Washington affirme disposer d'informations confirmant la présence d'éléments des Forces de défense rwandaises aux côtés des combattants du M23, notamment autour de Mulamba, dans le Sud-Kivu, début août. La diplomate a, à cet effet, exprimé des préoccupations quant aux violences attribuées à certains groupes armés pro-gouvernementaux, soutenus par des membres des FARDC.
LES ONG SONNENT L'ALARME
Les propos de Mme Shea interviennent après une série d'alertes internationales. Amnesty International a récemment dénoncé les exécutions sommaires, viols collectifs et attaques contre des hôpitaux perpétrés aussi bien par le M23/AFC que par les milices wazalendo, soutenant le gouvernement congolais.
Human Rights Watch, de son côté, a accusé la rébellion d'avoir massacré plus de 140 civils en juillet près du parc des Virunga.
Ces crimes de masse surviennent moins de deux mois après la signature, le 27 juin à Washington, d'un accord de paix entre Kinshasa et Kigali, sous médiation américaine, ainsi qu'une déclaration de principes signée à Doha avec le M23, censée instaurer un cessez-le-feu permanent.
APPEL A DES SANCTIONS CONTRE LES " SABOTEURS "
Devant le Conseil de sécurité, Dorothy Camille Shea a haussé le ton au nom de l'administration Trump, appelant les Nations-Unies à sanctionner les acteurs qui compromettent les efforts de paix.
" Les États-Unis demanderont des comptes aux saboteurs de la paix, et nous appelons les membres du Conseil à faire de même. L'accord de paix et la Déclaration de principes sont publics. Cela vise à garantir que les populations de la région puissent envisager une voie vers la paix et la prospérité, et à assurer que toutes les parties respectent leurs obligations et engagements ", a-t-elle martelé.

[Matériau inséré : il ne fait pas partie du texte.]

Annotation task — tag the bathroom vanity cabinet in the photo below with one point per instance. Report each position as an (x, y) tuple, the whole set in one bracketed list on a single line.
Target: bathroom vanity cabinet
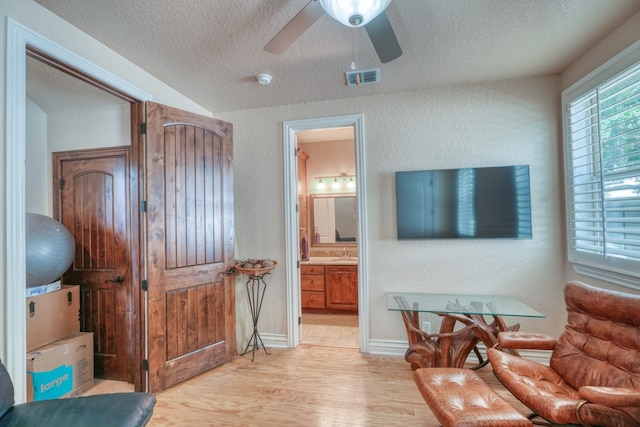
[(329, 288)]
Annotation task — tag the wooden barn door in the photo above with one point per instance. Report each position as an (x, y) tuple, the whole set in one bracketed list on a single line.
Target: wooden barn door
[(189, 244), (94, 205)]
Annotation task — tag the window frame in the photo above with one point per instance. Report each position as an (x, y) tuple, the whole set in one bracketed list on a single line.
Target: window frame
[(608, 269)]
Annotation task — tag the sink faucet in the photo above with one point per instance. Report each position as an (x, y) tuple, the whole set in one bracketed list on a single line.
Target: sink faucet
[(344, 253)]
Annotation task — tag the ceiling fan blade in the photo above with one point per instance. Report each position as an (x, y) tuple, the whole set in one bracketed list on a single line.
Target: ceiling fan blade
[(383, 38), (294, 29)]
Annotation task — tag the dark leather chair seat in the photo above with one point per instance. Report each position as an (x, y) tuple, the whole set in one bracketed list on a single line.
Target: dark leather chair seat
[(118, 409)]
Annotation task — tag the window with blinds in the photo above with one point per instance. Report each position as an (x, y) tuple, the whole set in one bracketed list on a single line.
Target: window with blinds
[(602, 150)]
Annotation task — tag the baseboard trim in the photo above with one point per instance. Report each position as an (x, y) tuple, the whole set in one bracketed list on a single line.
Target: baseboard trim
[(399, 348)]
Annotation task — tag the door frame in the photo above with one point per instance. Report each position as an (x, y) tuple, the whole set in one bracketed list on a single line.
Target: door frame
[(18, 38), (292, 251)]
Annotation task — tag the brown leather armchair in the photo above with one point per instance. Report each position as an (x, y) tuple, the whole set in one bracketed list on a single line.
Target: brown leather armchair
[(593, 377)]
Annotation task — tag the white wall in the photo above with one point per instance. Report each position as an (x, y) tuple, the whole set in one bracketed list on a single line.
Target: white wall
[(486, 124), (37, 183), (40, 20), (477, 125)]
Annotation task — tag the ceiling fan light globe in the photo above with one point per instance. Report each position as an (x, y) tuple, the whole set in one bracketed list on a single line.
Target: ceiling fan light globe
[(354, 13)]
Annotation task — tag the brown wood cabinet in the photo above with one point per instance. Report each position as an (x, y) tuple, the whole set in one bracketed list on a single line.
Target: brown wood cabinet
[(312, 286), (331, 288), (341, 287)]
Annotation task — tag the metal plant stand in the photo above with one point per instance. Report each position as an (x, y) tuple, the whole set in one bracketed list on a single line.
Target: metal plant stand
[(256, 287)]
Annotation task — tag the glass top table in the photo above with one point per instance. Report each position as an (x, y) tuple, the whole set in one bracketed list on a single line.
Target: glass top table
[(492, 305), (463, 325)]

Washington a déjà donné le ton en imposant, le 12 août, des sanctions ciblées contre quatre entités accusées de financer et de tirer profit des minerais de conflit dans l'est de la RDC. Pour la diplomate américaine, ces mesures doivent servir d'exemple et inciter toutes les parties à respecter leurs engagements.

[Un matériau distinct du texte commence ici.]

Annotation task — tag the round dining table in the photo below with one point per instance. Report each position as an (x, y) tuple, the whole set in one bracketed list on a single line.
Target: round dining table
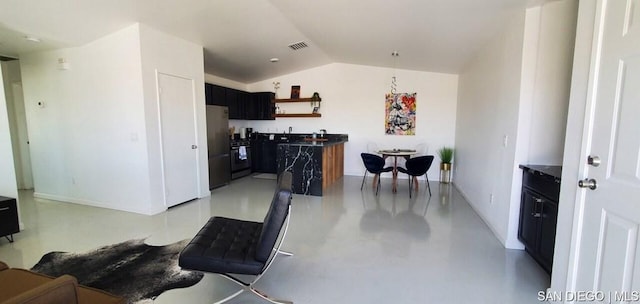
[(395, 153)]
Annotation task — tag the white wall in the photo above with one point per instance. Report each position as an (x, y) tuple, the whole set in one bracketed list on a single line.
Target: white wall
[(96, 139), (208, 78), (8, 185), (550, 100), (487, 112), (517, 88), (162, 53), (353, 99), (88, 140)]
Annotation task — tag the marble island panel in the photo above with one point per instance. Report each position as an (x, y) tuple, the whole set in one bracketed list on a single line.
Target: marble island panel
[(315, 164)]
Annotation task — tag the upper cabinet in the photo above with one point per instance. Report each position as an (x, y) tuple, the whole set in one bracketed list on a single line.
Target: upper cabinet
[(242, 105)]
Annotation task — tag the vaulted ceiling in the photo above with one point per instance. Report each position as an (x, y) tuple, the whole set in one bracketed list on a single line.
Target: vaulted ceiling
[(241, 36)]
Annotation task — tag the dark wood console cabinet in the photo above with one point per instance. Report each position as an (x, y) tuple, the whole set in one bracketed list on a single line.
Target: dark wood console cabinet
[(8, 217), (539, 211)]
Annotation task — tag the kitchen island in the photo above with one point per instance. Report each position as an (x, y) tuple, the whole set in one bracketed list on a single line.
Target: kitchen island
[(315, 165)]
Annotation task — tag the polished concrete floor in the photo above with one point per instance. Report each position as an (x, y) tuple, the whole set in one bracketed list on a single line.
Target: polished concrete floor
[(350, 246)]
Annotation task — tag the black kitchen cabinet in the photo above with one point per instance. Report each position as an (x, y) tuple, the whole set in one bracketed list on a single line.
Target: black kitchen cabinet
[(264, 152), (539, 212), (242, 105), (262, 106), (8, 217)]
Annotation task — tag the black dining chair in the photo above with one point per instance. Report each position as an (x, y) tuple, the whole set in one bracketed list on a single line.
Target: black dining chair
[(375, 165), (416, 167)]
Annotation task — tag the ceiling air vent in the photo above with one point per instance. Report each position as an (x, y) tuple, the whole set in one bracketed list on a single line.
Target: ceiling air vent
[(298, 45)]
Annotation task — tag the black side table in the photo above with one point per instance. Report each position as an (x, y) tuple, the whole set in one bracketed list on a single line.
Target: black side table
[(8, 218)]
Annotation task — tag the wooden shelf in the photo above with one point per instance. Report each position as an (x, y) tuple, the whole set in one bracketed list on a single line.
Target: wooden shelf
[(297, 100), (299, 115)]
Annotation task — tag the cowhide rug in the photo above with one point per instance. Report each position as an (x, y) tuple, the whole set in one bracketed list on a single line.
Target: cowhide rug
[(132, 269)]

Accords de Washington et de Doha
Mme Shea a salué la tenue, le 7 août, de la première réunion du Mécanisme conjoint de coordination de la sécurité de l'Union africaine, qui a lancé le plan de neutralisation des Forces démocratiques de libération du Rwanda (FDLR). Elle prévoit le retrait progressif des troupes rwandaises de la RDC. Elle a exhorté Kinshasa et Kigali à respecter strictement le calendrier fixé par l'accord de paix du 27 juin et a appelé les négociateurs de Doha à accélérer les discussions avec le M23.

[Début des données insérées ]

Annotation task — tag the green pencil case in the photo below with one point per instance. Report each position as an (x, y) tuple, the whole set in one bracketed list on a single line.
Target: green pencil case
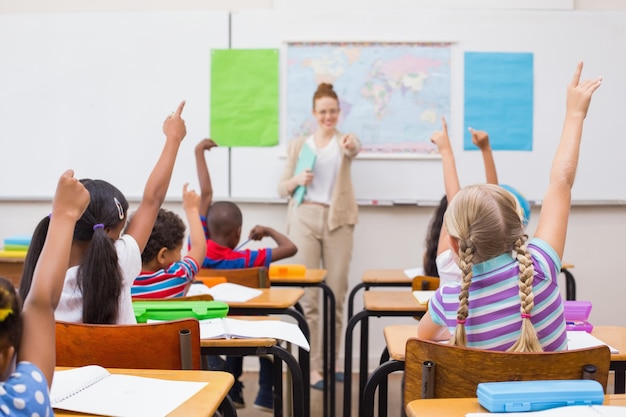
[(175, 310)]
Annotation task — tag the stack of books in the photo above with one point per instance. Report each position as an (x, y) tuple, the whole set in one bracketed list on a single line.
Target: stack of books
[(15, 247)]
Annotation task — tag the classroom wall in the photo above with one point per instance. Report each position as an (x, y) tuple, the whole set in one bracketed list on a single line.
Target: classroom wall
[(389, 237)]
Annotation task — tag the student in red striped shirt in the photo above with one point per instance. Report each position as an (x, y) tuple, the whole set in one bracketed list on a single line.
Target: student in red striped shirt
[(164, 272)]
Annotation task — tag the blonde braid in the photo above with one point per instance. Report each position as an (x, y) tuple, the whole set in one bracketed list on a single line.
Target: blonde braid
[(528, 340), (465, 264)]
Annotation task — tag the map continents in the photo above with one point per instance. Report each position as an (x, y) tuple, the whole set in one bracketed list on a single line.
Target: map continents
[(392, 95)]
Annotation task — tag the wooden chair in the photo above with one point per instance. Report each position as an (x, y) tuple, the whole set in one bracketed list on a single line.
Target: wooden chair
[(458, 370), (167, 345), (250, 277), (425, 283)]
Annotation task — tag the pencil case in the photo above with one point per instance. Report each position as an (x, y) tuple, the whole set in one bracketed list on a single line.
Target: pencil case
[(517, 396), (283, 270), (175, 310), (577, 315)]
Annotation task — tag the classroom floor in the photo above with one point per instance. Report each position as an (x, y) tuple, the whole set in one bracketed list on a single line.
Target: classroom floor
[(250, 381)]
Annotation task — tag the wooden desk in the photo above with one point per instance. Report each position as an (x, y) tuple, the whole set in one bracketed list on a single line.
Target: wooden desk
[(458, 407), (203, 404), (378, 278), (12, 268), (392, 360), (278, 301), (316, 278), (270, 298), (265, 346), (378, 304)]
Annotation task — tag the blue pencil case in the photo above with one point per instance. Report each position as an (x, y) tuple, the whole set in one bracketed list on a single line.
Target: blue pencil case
[(175, 310), (516, 396)]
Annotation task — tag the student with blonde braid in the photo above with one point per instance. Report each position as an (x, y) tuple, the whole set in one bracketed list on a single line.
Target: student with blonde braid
[(509, 298)]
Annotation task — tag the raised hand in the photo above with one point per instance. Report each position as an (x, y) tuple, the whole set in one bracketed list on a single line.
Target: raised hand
[(191, 199), (579, 93), (71, 197), (206, 144), (480, 138), (440, 137), (174, 125), (348, 142)]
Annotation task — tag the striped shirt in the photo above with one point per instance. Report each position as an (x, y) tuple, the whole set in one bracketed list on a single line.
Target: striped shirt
[(493, 320), (166, 283)]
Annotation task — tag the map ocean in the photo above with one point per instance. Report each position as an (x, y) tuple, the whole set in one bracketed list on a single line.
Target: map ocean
[(391, 95)]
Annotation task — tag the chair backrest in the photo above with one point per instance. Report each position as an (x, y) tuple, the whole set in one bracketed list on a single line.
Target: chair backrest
[(425, 283), (166, 345), (458, 370), (250, 277)]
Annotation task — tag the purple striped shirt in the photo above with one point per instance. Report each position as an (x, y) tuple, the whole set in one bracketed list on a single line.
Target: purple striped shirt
[(493, 320)]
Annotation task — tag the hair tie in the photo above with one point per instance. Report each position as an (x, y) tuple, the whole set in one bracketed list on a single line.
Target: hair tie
[(4, 313), (120, 209)]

" La poursuite des hostilités sur le terrain met en mal les efforts de médiation et aggrave une situation sécuritaire déjà précaire ", a averti la représentante américaine, insistant sur la nécessité de traduire les engagements en actes.
Une paix toujours fragile
Malgré la signature des accords de Washington et de Doha, le climat demeure inquiétant. Sur le terrain, les Forces armées de la RDC et la rébellion M23 s'accusent mutuellement de violations répétées du cessez-le-feu. Le nouveau round de négociations prévu à Doha doit se concentrer sur la mise en œuvre des mesures de confiance, mais la méfiance reste vive.
Pour Washington, le temps presse. " Les populations de l'est de la RDC ne peuvent plus attendre. La communauté internationale a le devoir moral de protéger les civils et de soutenir les accords conclus ", a conclu Mme Shea.
La diplomatie américaine entend ainsi maintenir la pression sur toutes les parties impliquées dans le conflit, y compris Kigali et les groupes armés pro-gouvernementaux, afin de sauver un processus de paix fragilisé par la violence persistante.